Last week British Airways emailed about the possible strike that their crew is threatening to have--well, it looks like they're having it. Every flight from Paris to Boston on Friday has been cancelled except for mine. How's that for fate, or luck, or what have you? I guess I'm meant to leave after all. I've been saying to my parents this entire semester that I'm going to return, and I've asked as many people as possible to describe their expat lives here in Paris, but while writing this post I'm only a mere 80% sure that I'll actually live here after graduation. That might sound like a lot, but I need some definite answers to cling to as I board my plane to the States. There are a lot of options for me to choose from--there's being an au pair, there's working for NYU, there's getting my masters at the University of Paris...I've done my research. But the thought of leaving again for not a semester, but possibly years, is daunting. I'm thinking too far ahead. Hell, I don't even know what I'm doing this summer!
I went to Amsterdam with Amelie and Maria on Tuesday morning, and we returned to Paris Thursday night. It was amazing. I had the best pad thai in the entire world, ate a warm belgian waffle covered in chocolate, actually had to pay for my water at restaurants (I forgot that not everywhere is it illegal to refuse to give people tap water--it makes me love France and the US), bought tulips at the flower market, drank ICED coffee to go (both ice and "to go" are foreign concepts in France), went into every single cute bookstore we saw, went vintage shopping (something that I never do in New York but actually liked here), napped in the park under the sun, went to the Anne Frank house, paid the vultures at the Van Gogh museum a whole 14 euro to get in, and pretty much walked around the entire city. One thing that I refused to do though: ride a bike. You know me and bikes--I love them. I rode one for five days. I rode my bike with Ece in New York a couple times last semester. But I absolutely hated the bikers in Amsterdam. Never in a city have I felt so unwanted as a pedestrian. That might sound weird to people who have never been there, but you can pretty much walk the entire place, and yet I never knew if a sidewalk was really a street or a bike path or whatnot, and I was constantly in danger of getting run over by bikes or cars or trams. Every time I heard that little bell behind me coming from the biker, I wanted to throw that person off their bike. The first day I had no doubt that I would get run over on that trip. By day three I stopped looking before I crossed the street because I wanted to take back my pedestrian pride that I've gained in both New York and in Paris. I'm used to getting the right-of-way--taxis hate me in New York for demanding that right. But in Amsterdam, it felt like the bikers were an infestation. Of course I'm being overdramatic, but that's just why I stubbornly refused to ride a bike, something that everyone says you have to do if you visit.

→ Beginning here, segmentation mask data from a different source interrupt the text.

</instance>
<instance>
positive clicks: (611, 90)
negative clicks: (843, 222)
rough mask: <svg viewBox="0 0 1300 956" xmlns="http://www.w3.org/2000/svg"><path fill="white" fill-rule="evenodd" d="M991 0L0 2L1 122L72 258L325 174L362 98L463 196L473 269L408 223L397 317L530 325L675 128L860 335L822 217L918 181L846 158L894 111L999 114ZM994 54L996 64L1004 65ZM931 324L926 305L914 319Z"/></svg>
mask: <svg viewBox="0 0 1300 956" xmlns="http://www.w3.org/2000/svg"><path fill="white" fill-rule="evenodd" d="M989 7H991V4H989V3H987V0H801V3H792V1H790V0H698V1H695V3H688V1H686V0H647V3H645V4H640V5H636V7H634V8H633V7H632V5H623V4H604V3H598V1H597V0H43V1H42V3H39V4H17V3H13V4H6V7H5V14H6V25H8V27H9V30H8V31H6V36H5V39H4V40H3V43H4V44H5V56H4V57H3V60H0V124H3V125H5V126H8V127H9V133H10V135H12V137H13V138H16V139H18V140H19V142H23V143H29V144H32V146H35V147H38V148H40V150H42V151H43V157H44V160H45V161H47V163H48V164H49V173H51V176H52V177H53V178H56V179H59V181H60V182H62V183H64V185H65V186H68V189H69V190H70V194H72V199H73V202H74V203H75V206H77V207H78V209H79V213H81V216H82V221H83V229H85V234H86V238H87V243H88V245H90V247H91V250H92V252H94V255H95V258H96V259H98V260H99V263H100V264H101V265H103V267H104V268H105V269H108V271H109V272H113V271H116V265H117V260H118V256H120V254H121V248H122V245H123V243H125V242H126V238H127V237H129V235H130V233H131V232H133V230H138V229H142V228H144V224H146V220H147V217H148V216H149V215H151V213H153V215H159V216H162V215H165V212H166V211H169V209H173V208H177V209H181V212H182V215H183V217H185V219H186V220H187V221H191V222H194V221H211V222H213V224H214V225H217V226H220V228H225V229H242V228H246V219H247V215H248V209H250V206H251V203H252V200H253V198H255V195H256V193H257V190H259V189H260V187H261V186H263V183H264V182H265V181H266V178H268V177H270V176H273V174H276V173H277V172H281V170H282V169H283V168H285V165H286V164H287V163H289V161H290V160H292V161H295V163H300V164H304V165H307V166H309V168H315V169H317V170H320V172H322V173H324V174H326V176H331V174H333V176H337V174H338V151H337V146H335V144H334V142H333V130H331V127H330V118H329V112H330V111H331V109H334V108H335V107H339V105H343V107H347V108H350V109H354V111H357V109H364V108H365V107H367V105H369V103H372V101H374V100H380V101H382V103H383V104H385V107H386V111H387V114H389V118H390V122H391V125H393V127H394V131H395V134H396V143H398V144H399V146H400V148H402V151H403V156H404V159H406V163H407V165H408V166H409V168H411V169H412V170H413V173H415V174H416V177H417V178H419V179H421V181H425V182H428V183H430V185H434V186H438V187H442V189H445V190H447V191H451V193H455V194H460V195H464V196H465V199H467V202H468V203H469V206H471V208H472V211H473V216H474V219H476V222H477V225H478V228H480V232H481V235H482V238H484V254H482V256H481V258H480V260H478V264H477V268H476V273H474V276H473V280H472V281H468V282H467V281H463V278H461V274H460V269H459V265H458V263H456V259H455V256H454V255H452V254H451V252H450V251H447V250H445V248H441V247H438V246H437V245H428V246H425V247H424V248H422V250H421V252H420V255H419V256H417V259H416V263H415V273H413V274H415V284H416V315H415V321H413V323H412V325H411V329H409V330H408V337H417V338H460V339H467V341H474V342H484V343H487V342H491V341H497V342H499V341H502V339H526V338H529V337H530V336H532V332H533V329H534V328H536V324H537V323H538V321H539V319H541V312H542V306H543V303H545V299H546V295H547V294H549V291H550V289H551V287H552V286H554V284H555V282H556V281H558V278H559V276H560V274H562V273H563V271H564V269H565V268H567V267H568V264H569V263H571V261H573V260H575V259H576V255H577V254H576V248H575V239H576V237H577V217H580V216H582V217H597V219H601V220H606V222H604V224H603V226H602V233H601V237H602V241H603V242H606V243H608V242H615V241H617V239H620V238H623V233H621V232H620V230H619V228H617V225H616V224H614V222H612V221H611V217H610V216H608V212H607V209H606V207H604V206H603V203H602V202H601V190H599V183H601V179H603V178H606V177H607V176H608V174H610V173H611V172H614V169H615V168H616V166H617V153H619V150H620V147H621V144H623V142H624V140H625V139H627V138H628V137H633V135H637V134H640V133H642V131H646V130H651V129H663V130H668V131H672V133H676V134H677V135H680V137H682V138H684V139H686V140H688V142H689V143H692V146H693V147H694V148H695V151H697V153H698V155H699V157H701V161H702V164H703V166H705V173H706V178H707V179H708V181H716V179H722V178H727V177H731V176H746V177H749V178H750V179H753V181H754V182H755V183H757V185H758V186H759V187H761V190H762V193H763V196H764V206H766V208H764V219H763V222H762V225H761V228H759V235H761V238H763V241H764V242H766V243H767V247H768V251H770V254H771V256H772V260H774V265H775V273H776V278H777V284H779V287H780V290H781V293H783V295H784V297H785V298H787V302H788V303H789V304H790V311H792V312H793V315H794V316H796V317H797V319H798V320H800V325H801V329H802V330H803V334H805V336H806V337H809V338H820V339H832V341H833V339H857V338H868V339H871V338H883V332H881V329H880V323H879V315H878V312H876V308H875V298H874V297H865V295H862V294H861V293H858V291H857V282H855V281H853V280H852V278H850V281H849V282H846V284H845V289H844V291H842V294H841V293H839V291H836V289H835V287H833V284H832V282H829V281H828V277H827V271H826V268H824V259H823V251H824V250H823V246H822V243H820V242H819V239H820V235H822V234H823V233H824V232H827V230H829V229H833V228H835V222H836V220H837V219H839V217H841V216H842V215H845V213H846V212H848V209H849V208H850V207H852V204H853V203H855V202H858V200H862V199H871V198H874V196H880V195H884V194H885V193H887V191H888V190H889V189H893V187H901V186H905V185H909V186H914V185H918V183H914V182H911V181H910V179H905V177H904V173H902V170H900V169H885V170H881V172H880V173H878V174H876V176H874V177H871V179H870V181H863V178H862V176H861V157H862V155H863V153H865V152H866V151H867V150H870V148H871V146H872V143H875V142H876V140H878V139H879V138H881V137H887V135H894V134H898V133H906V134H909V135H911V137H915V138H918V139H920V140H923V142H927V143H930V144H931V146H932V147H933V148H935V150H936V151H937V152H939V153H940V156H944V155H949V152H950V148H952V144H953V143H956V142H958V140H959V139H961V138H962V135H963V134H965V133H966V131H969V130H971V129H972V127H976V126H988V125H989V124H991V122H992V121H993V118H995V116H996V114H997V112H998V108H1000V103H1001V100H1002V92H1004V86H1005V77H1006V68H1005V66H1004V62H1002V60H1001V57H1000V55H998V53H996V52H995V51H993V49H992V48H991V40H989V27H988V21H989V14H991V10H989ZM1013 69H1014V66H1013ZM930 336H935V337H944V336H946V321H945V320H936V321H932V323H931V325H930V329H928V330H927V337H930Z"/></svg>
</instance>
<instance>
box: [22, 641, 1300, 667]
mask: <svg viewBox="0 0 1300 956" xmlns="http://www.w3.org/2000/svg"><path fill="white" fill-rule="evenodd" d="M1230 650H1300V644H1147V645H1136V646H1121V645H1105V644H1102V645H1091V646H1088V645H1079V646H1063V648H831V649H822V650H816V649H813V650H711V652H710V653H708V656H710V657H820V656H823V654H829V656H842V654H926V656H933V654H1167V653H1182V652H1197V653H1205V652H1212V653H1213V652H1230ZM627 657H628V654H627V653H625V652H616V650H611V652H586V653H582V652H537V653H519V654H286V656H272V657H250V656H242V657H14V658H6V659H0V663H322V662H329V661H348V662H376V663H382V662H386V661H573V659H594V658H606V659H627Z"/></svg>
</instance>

The city is beautiful, though. I'll give it that. Amelie and I figured out how to describe it in two ways: the first is that every street looks like it could be Main Street of a small New England town. The second is that it takes all the perfect, quaint parts of Boston and puts them into one city. It's quaint but metropolitan. And the people there are just freakishly nice. Of course I loved it, and I had to admit that it was a drastic change from Parisians, but as Amelie and Maria were reveling in their kindness, I felt like I had to stick up for the French. Sure, they're not as bubbly as the Dutch, or smile as much, and they don't do as many outward acts of kindness to strangers, especially tourists, but that's just their charm. They're fun and combative and you have to get in their good graces. It's like the differences between Northerners and Southerners. Being a proud Northerner, you see why I'd choose the Parisians. But I want someone to live in Amsterdam so that while I'm in Paris I can go visit--I loved it enough that I'd definitely go back.